Robert Redford, einer der bedeutendsten amerikanischen Schauspieler und Regisseure der zweiten Hälfte des 20. Jahrhunderts, ist im Alter von 89 Jahren gestorben. Einer offiziellen Mitteilung zufolge ist er in seinem Haus im US-Bundesstaat Utah friedlich im Schlaf verstorben. Mit seinem Tod geht eine Ära zu Ende, die Hollywood und die Welt des unabhängigen Films tiefgreifend beeinflusst hat.
Redfords schauspielerischer Charme und seine natürliche Ausstrahlung öffneten ihm in den 1960er Jahren den Weg zu Filmrollen. Der Durchbruch gelang ihm mit Butch Cassidy und Sundance Kidwo er an der Seite von Paul Newman den legendären Banditen Sundance Kid spielte. Der Film wurde ein Klassiker und legte den Grundstein für seinen weltweiten Ruhm. Es folgten Hits wie Kratzer (Der Clou), mit dem er und Newman erneut große Erfolge feierten, oder das politische Drama Alle Männer des Präsidenten (All the President's Men), in dem Redford den Reporter Bob Woodward spielte. Diese Rollen machten ihn zu einem der größten Stars seiner Generation und ermöglichten es ihm, kommerziellen Erfolg mit künstlerischem Wert zu verbinden.

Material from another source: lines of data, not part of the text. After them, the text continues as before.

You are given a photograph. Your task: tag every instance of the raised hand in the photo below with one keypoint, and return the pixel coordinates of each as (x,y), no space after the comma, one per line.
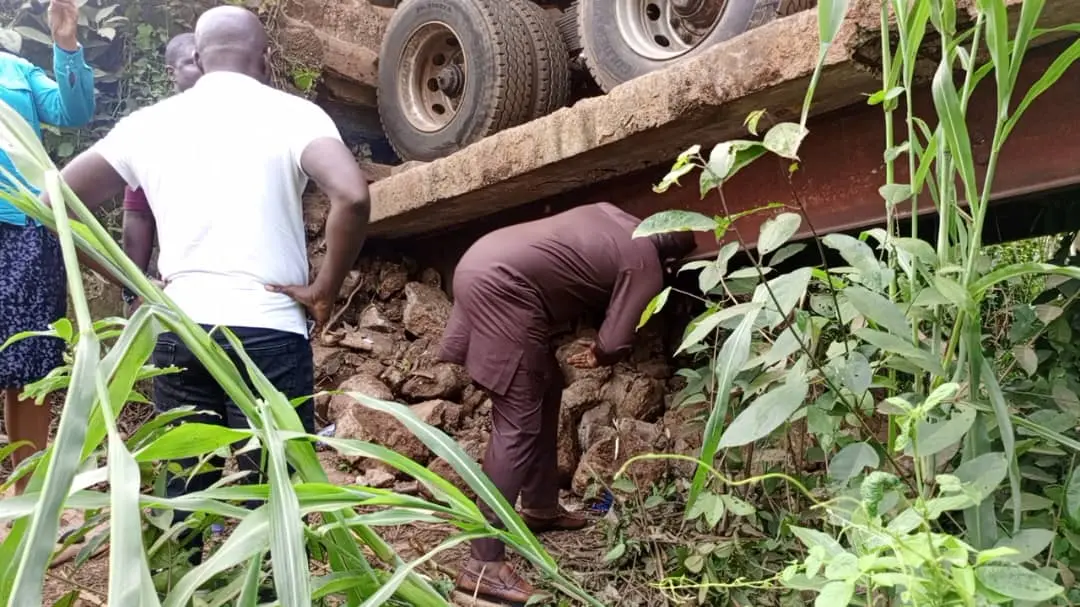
(64,23)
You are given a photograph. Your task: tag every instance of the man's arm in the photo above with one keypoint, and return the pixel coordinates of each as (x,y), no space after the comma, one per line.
(139,228)
(69,99)
(633,291)
(94,180)
(329,163)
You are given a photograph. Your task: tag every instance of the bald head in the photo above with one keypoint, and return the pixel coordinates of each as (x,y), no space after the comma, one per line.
(231,39)
(180,62)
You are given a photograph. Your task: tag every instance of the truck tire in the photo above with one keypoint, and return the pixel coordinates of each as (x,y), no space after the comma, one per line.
(450,73)
(624,39)
(551,65)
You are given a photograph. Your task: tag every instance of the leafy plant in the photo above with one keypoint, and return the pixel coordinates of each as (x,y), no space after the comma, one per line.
(883,360)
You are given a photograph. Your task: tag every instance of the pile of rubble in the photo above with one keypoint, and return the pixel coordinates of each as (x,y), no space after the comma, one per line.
(385,344)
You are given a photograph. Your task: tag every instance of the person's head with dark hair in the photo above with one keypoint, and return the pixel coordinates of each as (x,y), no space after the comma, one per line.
(180,62)
(232,39)
(672,246)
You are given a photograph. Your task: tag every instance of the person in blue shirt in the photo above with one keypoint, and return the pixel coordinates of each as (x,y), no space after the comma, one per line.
(32,283)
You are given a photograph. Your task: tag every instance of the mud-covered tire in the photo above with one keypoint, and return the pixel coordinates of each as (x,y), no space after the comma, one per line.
(497,92)
(611,58)
(551,67)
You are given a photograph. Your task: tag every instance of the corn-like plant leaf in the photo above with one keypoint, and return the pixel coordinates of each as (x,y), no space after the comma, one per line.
(950,113)
(390,585)
(1053,73)
(733,354)
(191,440)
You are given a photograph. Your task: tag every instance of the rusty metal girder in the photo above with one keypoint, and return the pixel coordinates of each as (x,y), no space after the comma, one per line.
(840,172)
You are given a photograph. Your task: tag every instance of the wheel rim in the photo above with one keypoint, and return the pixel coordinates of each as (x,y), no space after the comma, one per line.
(665,29)
(432,79)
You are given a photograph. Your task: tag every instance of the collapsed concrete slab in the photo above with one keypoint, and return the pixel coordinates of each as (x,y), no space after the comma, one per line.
(646,122)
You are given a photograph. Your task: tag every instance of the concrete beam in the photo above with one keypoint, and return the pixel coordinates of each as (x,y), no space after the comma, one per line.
(646,122)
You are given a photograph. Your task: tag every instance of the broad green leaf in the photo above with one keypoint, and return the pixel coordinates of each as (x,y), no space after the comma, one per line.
(983,474)
(892,345)
(778,230)
(655,306)
(766,413)
(737,506)
(918,248)
(785,291)
(1028,502)
(1026,359)
(831,15)
(1072,497)
(860,256)
(1017,582)
(751,122)
(1027,543)
(856,373)
(674,221)
(879,310)
(895,193)
(729,158)
(850,461)
(706,325)
(786,253)
(784,139)
(811,538)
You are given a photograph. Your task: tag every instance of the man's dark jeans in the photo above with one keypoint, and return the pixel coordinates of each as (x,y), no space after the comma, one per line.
(286,361)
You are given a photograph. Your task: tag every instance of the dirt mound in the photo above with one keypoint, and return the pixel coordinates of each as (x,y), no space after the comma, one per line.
(383,342)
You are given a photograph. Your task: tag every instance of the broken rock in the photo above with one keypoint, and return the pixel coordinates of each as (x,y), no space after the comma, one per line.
(569,453)
(443,415)
(594,425)
(632,437)
(427,310)
(443,380)
(382,429)
(373,319)
(582,395)
(635,396)
(363,383)
(392,280)
(378,345)
(376,477)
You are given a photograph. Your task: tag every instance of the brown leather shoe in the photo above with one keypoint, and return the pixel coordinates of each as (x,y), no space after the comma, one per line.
(561,520)
(495,581)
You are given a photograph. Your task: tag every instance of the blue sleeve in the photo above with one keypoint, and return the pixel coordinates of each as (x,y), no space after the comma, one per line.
(69,100)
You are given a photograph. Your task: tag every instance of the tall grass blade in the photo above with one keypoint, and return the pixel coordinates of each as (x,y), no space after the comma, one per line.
(1006,429)
(390,585)
(729,362)
(64,457)
(287,553)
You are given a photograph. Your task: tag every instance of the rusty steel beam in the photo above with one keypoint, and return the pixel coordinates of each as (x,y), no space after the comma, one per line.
(841,170)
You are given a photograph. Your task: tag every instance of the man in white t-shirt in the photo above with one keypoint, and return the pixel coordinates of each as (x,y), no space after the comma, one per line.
(224,167)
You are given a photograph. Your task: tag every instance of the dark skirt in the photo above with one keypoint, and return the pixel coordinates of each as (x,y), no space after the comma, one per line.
(32,296)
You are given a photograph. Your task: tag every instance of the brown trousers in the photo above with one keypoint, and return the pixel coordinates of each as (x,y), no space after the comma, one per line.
(522,456)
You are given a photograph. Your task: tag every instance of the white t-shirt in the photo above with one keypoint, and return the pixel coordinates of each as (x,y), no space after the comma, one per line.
(220,167)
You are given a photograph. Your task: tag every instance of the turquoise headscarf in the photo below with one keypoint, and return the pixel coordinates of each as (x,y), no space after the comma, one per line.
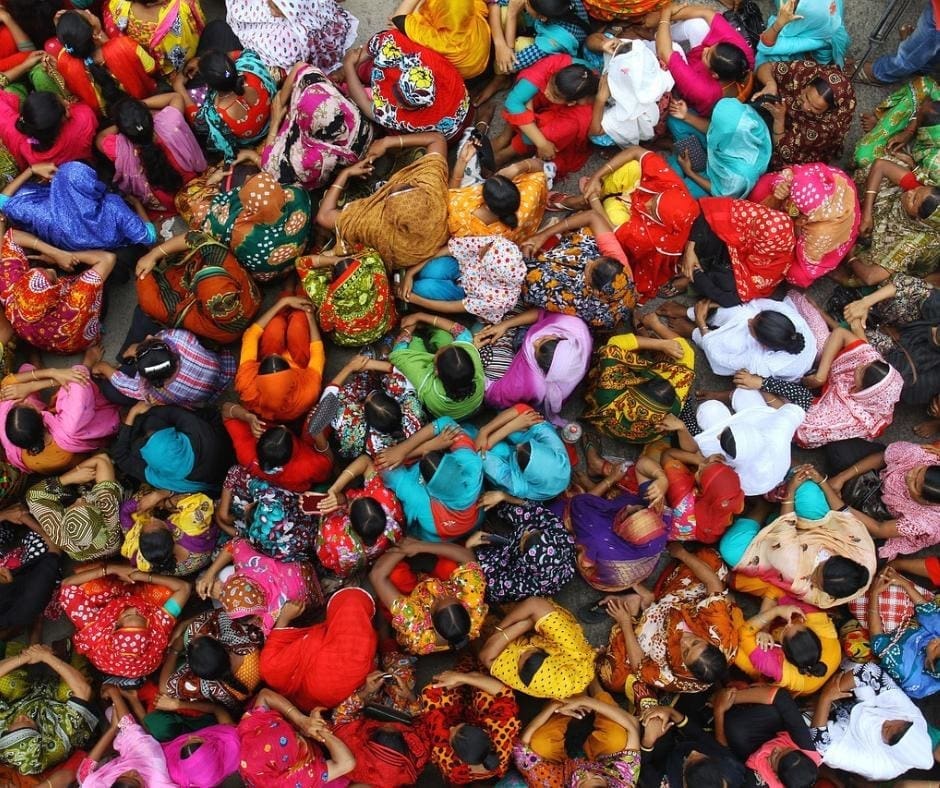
(548,472)
(739,148)
(809,502)
(457,484)
(820,35)
(170,459)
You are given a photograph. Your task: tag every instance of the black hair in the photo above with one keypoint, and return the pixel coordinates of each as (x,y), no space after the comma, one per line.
(824,90)
(727,442)
(456,373)
(577,732)
(156,363)
(218,71)
(275,448)
(429,464)
(157,547)
(452,622)
(604,272)
(25,428)
(930,491)
(78,38)
(501,196)
(559,10)
(843,577)
(391,739)
(804,650)
(271,364)
(659,390)
(36,17)
(930,204)
(576,82)
(896,737)
(531,666)
(796,769)
(874,373)
(546,354)
(209,660)
(729,62)
(134,121)
(775,331)
(703,773)
(383,413)
(368,519)
(189,748)
(711,666)
(473,746)
(41,117)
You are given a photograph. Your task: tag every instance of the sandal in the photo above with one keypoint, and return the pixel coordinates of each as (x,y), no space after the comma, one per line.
(556,202)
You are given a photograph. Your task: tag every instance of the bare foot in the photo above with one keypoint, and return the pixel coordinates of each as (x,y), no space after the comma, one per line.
(672,309)
(927,429)
(93,355)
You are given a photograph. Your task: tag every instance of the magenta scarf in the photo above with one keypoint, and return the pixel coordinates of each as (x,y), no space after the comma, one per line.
(217,757)
(524,381)
(174,134)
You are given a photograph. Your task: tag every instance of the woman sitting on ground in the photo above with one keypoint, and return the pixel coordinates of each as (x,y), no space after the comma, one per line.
(440,488)
(435,605)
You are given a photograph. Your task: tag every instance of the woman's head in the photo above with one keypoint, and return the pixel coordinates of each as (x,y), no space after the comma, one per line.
(803,649)
(501,196)
(368,519)
(703,659)
(383,413)
(922,202)
(156,545)
(842,577)
(817,97)
(156,363)
(775,331)
(452,622)
(456,372)
(545,353)
(134,121)
(795,769)
(572,84)
(726,62)
(472,745)
(275,449)
(218,71)
(272,364)
(602,274)
(25,429)
(868,375)
(41,116)
(923,482)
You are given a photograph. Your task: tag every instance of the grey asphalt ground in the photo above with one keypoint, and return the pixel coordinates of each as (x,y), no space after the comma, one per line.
(862,16)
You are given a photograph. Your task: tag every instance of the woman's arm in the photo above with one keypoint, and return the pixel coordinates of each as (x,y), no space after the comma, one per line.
(701,570)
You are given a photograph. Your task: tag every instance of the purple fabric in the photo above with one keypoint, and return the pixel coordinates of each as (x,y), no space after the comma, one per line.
(172,130)
(524,381)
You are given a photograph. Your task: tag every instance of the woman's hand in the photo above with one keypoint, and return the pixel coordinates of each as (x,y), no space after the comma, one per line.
(492,498)
(678,109)
(360,169)
(747,380)
(765,641)
(787,13)
(546,150)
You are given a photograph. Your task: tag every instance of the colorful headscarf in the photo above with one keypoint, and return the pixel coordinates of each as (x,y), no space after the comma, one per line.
(217,757)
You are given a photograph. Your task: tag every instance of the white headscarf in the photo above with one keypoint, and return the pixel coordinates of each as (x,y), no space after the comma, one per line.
(859,748)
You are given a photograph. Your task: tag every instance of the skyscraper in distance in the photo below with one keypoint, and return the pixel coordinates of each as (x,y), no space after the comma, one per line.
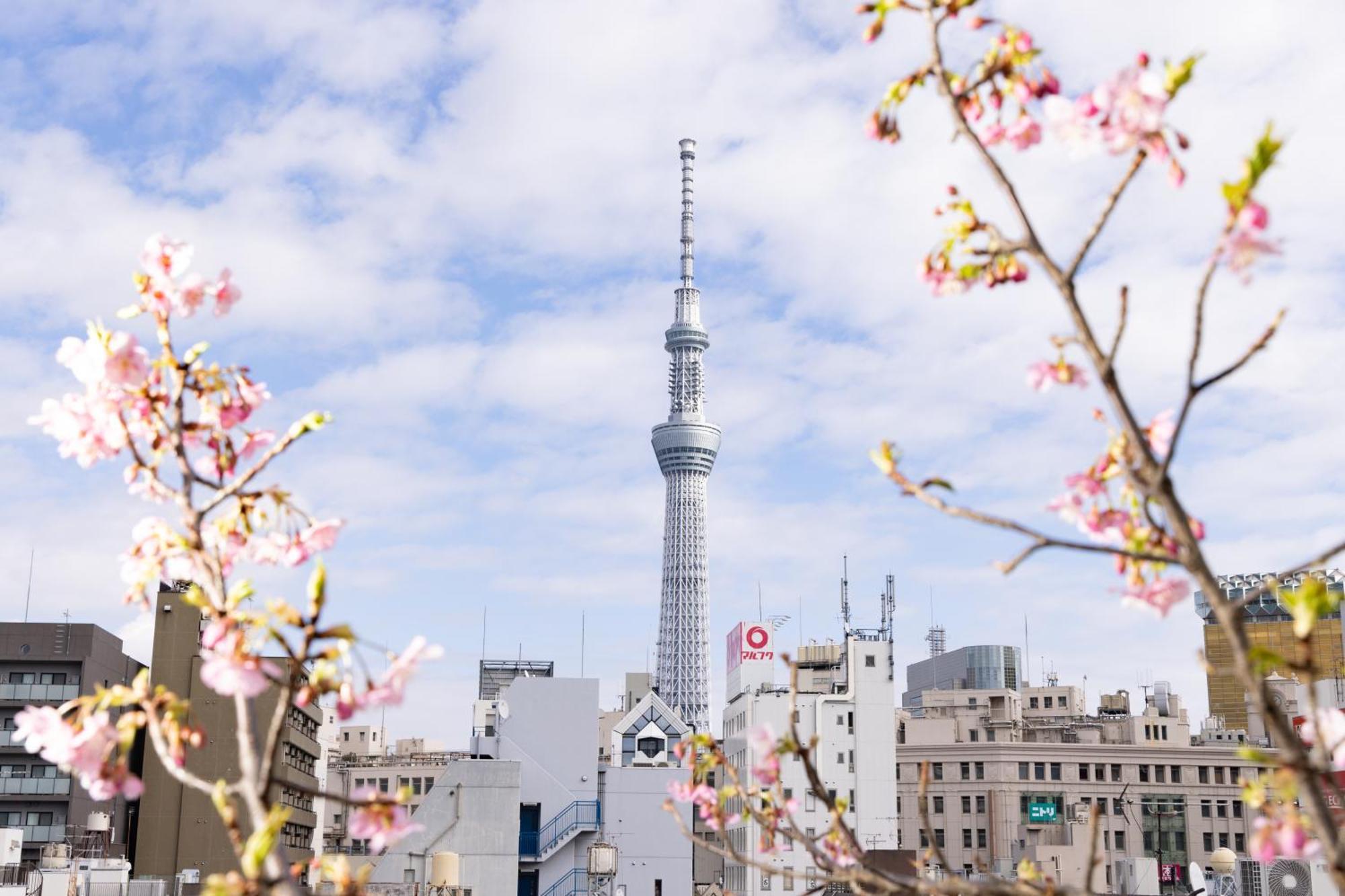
(687,447)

In den frühen 1980er Jahren wechselte Redford auch hinter die Kamera. Sein Regiedebüt Gewöhnliche Menschen (Gewöhnliche Menschen) wurde zu einer Sensation - er gewann vier Oscars, darunter den für den besten Film, und Redford nahm die Regie-Statuette mit nach Hause. Damit gehört er definitiv zu den Filmemachern, die sowohl vor als auch hinter der Kamera brillieren können. In den folgenden Jahren drehte er eine Reihe von Filmen, die starke schauspielerische Leistungen mit einer einfühlsamen Erzählweise kombinierten, darunter Blume der Wüste oder Die Legende der Passion.
Ein wichtiger Teil von Redfords Vermächtnis ist jedoch sein Einsatz für den unabhängigen Film. Im Jahr 1981 gründete er das Sundance Institute und einige Jahre später das berühmte Sundance Film Festival. Es hat sich zur größten Plattform für unabhängige Filmemacher in den USA entwickelt und ist der Ort, an dem Regisseure wie Quentin Tarantino, Steven Soderbergh und Darren Aronofsky ihr Debüt geben konnten. Sundance hat somit das Gesicht des amerikanischen Kinos entscheidend verändert, und Redford hat sich einen Ruf als Visionär und Förderer junger Talente erworben.
Außerhalb des Films engagiert sich Redford seit langem für den Umweltschutz. Er ist ein lautstarker Verfechter der Natur und hat Projekte unterstützt, die sich mit Nachhaltigkeit und Ökologie befassen. Er hat zahlreiche Auszeichnungen für seine Arbeit in der Kunst und darüber hinaus erhalten, darunter Ehren-Oscars, Golden Globes und den President's Award for Cultural Achievement.
Robert Redford hat unauslöschliche Spuren in der Filmgeschichte hinterlassen. Mit seinem Tod schließt sich ein Kapitel, das nicht nur das Publikum in aller Welt, sondern auch Generationen von Filmemachern inspiriert hat. Er wird als Schauspieler mit dem Herzen eines Rebellen, als Regisseur mit einem Gespür für menschliche Dramen und als Gründer, der dem unabhängigen Film eine neue Heimat gab, in Erinnerung bleiben.